I am currently stuck in a situation. The scenario is this. I have products who may be associated with multiple categories. The data structure is shown below:
Products Table:
product_id name
1 Lemon
2 Kiwis
3 Cheese
Product to Categories Table
product_id category_id
1 1
1 2
1 3
2 1
2 3
3 2
3 4
Category Table (not required in query however adding it here to help visualize what is happening)
category_id name
1 Fruit
2 Yellow
3 Round
4 Dairy
What I'm struggling with here is that originally I want to get all products that are in the fruit category (category id 1) but I also want to check if a fruit is yellow. Keep in mind that yellow will not be the only filter, sometimes I will want to return yellow and orange fruit, however since cheese is yellow I can't return it since it isn't a fruit. However to make things a bit easier I always know that I am going to look in the fruit category as a base.
The database structure can not change as its an opencart database structure.
Here are my attempts:
SELECT GROUP_CONCAT(DISTINCT p2c2.category_id SEPARATOR ',') as categories
FROM oc_product_to_category p2c
LEFT JOIN oc_product p ON (p.product_id = p2c.product_id)
LEFT JOIN oc_product_to_category p2c2 ON (p.product_id = p2c2.product_id)
WHERE p2c.category_id IN ('1','2')
This kind of works except for that fact that it will return Cheese.
Notes: I use Group Concat because at the end of all of this my goal is to return not so much the products that match these categories but based on the filters I want to return another list of categories from the products that match this criteria. So:
Scenario:
Get Products that match category criteria Return categories of those products.
Any assistance will be greatly appreciated.
This type of problem is called relational division.
There are two common solutions:
First solution strings together the matching categories and compares to a fixed string:
SELECT p2c.product_id
FROM oc_product_to_category p2c
GROUP BY p2c.product_id
HAVING GROUP_CONCAT(p2c.category_id SEPARATOR ',' ORDER BY p2c.category_id) = '1,2'
Second solution does a JOIN
for each required value:
SELECT p.product_id
FROM oc_product p
INNER JOIN oc_product_to_category p2c1
ON (p.product_id = p2c1.product_id AND p2c1.category_id = 1)
INNER JOIN oc_product_to_category p2c2
ON (p.product_id = p2c2.product_id AND p2c2.category_id = 2)
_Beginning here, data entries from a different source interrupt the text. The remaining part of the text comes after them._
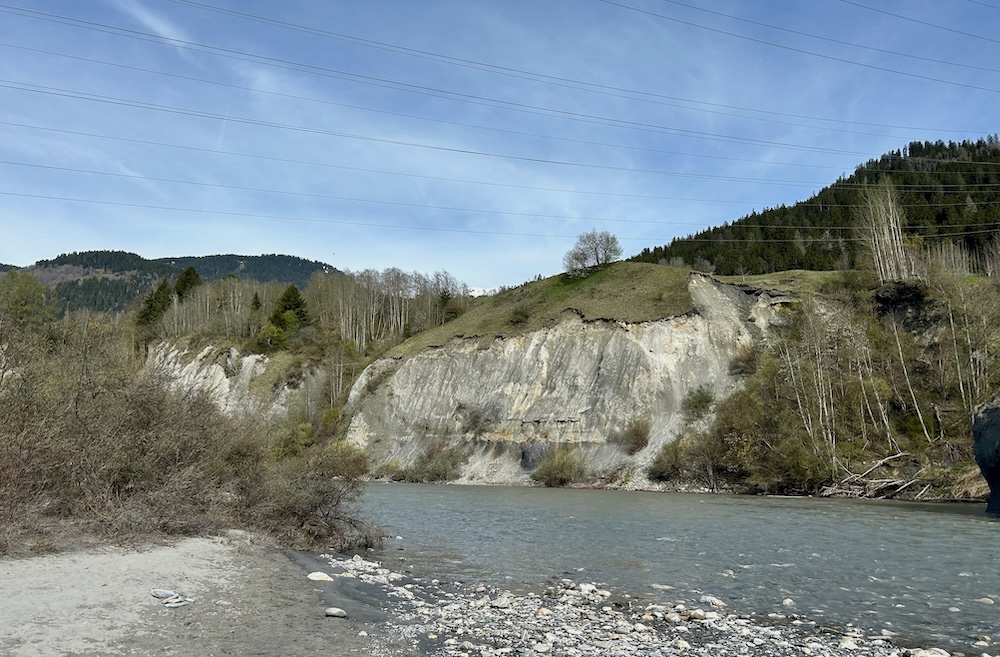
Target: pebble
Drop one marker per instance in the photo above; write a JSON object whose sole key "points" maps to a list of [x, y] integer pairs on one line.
{"points": [[585, 619]]}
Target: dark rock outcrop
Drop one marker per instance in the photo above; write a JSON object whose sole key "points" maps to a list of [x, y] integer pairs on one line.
{"points": [[986, 441]]}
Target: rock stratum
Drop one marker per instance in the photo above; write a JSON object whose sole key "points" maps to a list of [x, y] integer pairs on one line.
{"points": [[507, 400]]}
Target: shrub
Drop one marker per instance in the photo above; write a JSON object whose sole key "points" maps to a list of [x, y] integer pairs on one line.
{"points": [[669, 462], [634, 437], [92, 446], [697, 404], [437, 463], [559, 466], [745, 360]]}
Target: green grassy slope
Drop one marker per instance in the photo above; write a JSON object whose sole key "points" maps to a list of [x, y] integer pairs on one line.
{"points": [[625, 291]]}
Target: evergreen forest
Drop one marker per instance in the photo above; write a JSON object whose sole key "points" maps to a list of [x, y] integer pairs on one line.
{"points": [[949, 194]]}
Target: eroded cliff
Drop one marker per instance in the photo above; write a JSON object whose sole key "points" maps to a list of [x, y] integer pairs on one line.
{"points": [[509, 399]]}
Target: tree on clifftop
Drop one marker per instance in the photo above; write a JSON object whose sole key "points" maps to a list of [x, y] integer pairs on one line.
{"points": [[187, 281], [290, 312], [593, 249]]}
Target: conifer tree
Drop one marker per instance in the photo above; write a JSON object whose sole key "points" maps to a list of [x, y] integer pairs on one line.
{"points": [[187, 281]]}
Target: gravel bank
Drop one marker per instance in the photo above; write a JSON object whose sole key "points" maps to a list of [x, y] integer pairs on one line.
{"points": [[580, 619]]}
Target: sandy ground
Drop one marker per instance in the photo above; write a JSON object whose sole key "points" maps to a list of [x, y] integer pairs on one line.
{"points": [[246, 599]]}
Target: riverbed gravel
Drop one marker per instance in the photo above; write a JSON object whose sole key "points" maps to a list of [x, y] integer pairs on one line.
{"points": [[573, 618]]}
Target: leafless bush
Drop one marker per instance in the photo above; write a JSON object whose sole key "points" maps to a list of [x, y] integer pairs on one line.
{"points": [[90, 441]]}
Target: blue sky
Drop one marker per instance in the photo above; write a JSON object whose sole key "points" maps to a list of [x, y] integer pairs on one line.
{"points": [[478, 137]]}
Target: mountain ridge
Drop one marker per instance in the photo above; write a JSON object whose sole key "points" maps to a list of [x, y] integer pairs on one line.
{"points": [[110, 280]]}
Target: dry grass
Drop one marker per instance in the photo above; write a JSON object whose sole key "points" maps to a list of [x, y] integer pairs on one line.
{"points": [[625, 291]]}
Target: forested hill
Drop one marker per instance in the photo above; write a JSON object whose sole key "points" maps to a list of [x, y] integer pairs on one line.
{"points": [[949, 194], [110, 280]]}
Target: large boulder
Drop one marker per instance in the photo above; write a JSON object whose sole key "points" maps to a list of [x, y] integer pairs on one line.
{"points": [[986, 442]]}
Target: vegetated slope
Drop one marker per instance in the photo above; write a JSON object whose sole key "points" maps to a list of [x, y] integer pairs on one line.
{"points": [[625, 291], [110, 280], [949, 192]]}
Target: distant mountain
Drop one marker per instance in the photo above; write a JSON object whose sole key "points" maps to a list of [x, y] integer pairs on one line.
{"points": [[949, 193], [110, 280], [264, 268]]}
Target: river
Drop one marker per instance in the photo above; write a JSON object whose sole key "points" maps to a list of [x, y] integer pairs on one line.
{"points": [[923, 571]]}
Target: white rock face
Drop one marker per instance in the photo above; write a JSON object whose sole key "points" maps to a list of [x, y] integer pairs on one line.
{"points": [[577, 382], [225, 376]]}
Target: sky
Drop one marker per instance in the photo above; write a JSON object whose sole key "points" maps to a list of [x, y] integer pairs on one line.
{"points": [[477, 137]]}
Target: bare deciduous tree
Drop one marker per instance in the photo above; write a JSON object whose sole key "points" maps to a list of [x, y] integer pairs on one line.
{"points": [[593, 249], [881, 221]]}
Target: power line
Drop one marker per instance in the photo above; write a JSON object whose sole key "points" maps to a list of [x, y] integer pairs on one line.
{"points": [[425, 206], [920, 22], [801, 50], [828, 39], [561, 80], [413, 88], [395, 142], [381, 140], [412, 116], [449, 179], [996, 225]]}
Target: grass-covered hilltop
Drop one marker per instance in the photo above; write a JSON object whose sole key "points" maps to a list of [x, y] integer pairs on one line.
{"points": [[205, 397]]}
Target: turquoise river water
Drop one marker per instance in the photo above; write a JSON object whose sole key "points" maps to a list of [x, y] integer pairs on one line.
{"points": [[924, 571]]}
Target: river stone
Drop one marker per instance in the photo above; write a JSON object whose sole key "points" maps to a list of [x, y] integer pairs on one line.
{"points": [[319, 577], [163, 593]]}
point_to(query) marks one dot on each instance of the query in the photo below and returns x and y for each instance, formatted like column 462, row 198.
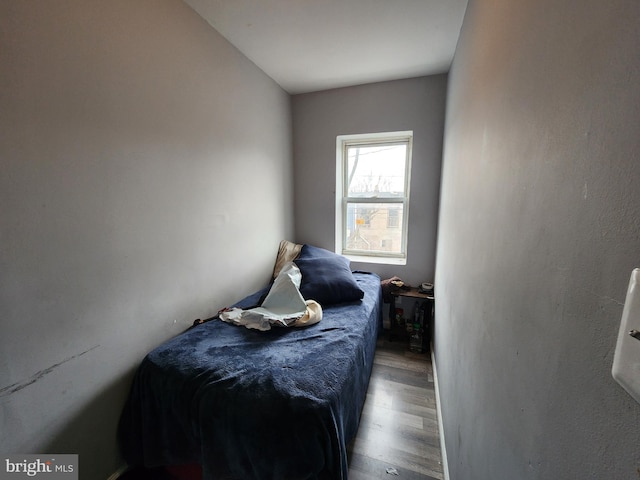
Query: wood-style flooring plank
column 398, row 432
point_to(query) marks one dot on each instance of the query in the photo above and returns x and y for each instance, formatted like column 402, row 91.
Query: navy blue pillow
column 326, row 277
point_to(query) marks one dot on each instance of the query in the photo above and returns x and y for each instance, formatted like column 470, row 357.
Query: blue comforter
column 246, row 404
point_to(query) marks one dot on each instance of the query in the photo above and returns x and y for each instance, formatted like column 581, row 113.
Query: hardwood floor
column 398, row 432
column 398, row 429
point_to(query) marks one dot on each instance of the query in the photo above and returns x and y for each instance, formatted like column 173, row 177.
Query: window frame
column 343, row 142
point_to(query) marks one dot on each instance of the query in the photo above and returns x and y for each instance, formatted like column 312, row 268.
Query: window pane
column 376, row 170
column 374, row 227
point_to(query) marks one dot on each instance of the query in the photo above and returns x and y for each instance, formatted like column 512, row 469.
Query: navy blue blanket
column 245, row 404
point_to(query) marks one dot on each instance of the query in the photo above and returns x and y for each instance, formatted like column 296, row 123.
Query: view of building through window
column 375, row 195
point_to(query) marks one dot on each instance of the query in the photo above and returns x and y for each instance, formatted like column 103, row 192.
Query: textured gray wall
column 416, row 104
column 146, row 181
column 539, row 232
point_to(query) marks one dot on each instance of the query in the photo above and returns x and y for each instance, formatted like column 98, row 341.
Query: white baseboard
column 115, row 475
column 443, row 445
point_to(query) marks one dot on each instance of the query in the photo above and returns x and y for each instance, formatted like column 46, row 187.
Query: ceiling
column 311, row 45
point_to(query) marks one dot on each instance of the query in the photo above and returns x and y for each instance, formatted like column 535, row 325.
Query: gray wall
column 146, row 181
column 416, row 104
column 539, row 232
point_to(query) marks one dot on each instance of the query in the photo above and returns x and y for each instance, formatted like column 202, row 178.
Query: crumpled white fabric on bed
column 283, row 306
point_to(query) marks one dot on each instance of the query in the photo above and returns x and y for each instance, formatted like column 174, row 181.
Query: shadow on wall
column 92, row 433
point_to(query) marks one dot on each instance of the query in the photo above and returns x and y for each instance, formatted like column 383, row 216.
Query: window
column 372, row 196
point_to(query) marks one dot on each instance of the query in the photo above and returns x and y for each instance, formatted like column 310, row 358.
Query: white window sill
column 378, row 260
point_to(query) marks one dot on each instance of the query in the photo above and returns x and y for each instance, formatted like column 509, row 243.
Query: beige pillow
column 287, row 252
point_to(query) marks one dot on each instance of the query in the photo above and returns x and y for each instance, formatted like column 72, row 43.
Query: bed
column 245, row 404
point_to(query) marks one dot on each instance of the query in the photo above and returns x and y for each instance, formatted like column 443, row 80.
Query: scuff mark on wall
column 16, row 387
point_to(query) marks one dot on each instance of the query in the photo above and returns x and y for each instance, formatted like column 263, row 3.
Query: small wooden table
column 400, row 331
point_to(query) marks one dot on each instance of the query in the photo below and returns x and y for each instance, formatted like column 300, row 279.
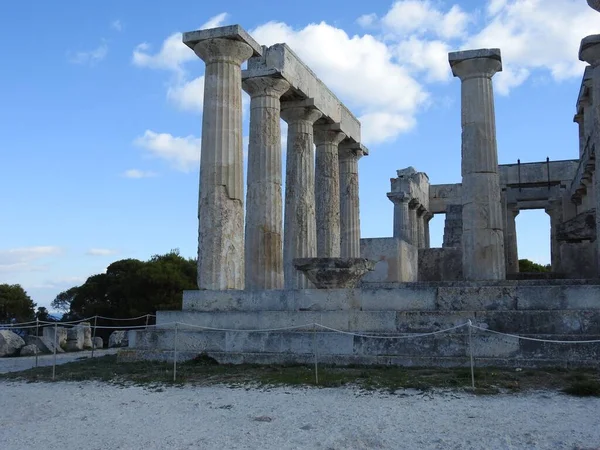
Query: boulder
column 29, row 350
column 98, row 342
column 44, row 344
column 118, row 338
column 48, row 332
column 10, row 343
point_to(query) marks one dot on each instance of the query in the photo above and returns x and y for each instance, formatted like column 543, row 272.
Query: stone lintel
column 233, row 32
column 280, row 59
column 460, row 56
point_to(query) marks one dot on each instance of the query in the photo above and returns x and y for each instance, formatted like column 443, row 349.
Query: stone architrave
column 589, row 51
column 483, row 237
column 349, row 202
column 300, row 227
column 327, row 191
column 264, row 221
column 401, row 215
column 221, row 203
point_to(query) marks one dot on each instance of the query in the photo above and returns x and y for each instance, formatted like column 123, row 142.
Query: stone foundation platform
column 548, row 310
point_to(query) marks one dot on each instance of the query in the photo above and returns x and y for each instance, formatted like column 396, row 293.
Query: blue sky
column 100, row 106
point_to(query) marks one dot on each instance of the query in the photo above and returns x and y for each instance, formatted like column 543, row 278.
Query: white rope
column 536, row 339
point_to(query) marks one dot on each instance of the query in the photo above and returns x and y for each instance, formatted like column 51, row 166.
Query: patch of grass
column 204, row 370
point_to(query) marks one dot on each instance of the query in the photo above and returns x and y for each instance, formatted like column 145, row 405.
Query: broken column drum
column 264, row 222
column 483, row 237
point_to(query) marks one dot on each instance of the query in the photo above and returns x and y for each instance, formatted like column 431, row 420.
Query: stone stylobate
column 221, row 203
column 483, row 238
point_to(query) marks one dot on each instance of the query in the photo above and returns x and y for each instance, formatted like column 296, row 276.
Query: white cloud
column 188, row 95
column 360, row 69
column 116, row 25
column 25, row 258
column 183, row 153
column 101, row 252
column 137, row 173
column 90, row 57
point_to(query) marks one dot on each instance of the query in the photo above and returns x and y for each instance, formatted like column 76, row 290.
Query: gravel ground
column 101, row 416
column 17, row 364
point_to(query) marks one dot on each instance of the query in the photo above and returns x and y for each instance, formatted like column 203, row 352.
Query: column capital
column 265, row 86
column 325, row 134
column 589, row 49
column 479, row 63
column 399, row 197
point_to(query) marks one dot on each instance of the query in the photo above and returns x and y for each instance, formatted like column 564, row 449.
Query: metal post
column 55, row 345
column 471, row 352
column 94, row 335
column 37, row 337
column 175, row 353
column 315, row 352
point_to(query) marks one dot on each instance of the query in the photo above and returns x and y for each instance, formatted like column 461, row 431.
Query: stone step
column 291, row 344
column 405, row 297
column 515, row 322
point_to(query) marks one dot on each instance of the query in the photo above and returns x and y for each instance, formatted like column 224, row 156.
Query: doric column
column 402, row 228
column 348, row 157
column 589, row 51
column 510, row 239
column 421, row 227
column 221, row 203
column 413, row 205
column 427, row 218
column 264, row 250
column 300, row 227
column 483, row 238
column 327, row 191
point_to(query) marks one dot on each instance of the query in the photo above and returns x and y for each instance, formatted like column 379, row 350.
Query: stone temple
column 292, row 256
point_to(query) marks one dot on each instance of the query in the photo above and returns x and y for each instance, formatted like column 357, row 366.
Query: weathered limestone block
column 10, row 343
column 300, row 227
column 118, row 338
column 579, row 228
column 98, row 342
column 264, row 222
column 61, row 339
column 29, row 350
column 220, row 206
column 327, row 191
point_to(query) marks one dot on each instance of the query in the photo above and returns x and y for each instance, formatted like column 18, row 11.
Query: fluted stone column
column 300, row 227
column 221, row 203
column 264, row 250
column 413, row 205
column 589, row 51
column 401, row 215
column 483, row 237
column 427, row 218
column 510, row 239
column 349, row 202
column 327, row 191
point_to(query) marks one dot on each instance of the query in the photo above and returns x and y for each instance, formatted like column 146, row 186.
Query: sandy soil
column 101, row 416
column 16, row 364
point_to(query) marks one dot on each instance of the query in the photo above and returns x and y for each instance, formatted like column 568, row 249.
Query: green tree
column 526, row 265
column 15, row 304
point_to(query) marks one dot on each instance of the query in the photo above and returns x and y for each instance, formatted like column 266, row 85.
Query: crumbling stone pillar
column 510, row 239
column 402, row 228
column 589, row 51
column 327, row 191
column 349, row 202
column 221, row 204
column 483, row 237
column 300, row 227
column 264, row 257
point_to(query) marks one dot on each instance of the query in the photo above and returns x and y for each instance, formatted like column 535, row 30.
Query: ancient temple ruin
column 253, row 304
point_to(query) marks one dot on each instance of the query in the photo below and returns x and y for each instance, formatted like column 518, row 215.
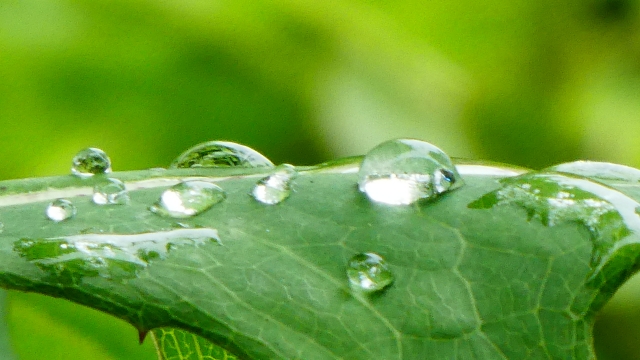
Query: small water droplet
column 220, row 154
column 188, row 199
column 114, row 256
column 89, row 162
column 60, row 209
column 403, row 171
column 142, row 334
column 368, row 272
column 276, row 187
column 110, row 192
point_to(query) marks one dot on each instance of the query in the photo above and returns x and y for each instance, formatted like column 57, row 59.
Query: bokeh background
column 528, row 82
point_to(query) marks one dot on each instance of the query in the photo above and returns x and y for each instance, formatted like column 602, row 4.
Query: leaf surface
column 476, row 276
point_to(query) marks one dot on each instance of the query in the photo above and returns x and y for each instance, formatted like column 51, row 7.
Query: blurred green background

I cover these solutions in my presentation SQL Query Patterns, Optimized. I found in my tests that the join solution is much better for performance.
@Tom's suggestion is right, here's what that would look like in a complete query:
SELECT p.product_id, GROUP_CONCAT(p2c3.category_id SEPARATOR ',') AS categories
FROM oc_product p
INNER JOIN oc_product_to_category p2c1
ON (p.product_id = p2c1.product_id AND p2c1.category_id = 1)
INNER JOIN oc_product_to_category p2c2
ON (p.product_id = p2c2.product_id AND p2c2.category_id = 2)
INNER JOIN oc_product_to_category p2c3
ON (p.product_id = p2c3.product_id)
GROUP BY p.product_id;
The DISTINCT
that @Tom suggests shouldn't be necessary, because your p2c table should have a UNIQUE constraint over (product_id, category_id).